Wogóle to niech wymienią ten śmierdzący terminal na inny... po drugie niech
młotki wpiszą mak'a twojej sieciówki do bazy PORZĄDNIE i przydzielą mu
sztywny adres ip. Drugie: nie ustawiaj żadnego proksy ani automatycznego
wykrywania proxy.

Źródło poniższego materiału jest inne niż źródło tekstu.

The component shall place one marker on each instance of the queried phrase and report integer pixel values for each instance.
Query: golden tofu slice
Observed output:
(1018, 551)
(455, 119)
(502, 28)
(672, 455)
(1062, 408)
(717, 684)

Aderes IP i cała reszta bałaganu ma być ściągnięty przez
DHCP (no chyba ze namotali).
A jak net pada diodka ON-LINE na modemie ścieci, czy dyskoteka się robi?
W kablówkach często pada DHCP tak więc po resecie kompa może być awaria, a
że dzierżawa jest na niedługi okres czasu to podczas pracy modem przestaje
się komunikować z serwem DHCP którego nie ma bo np padł...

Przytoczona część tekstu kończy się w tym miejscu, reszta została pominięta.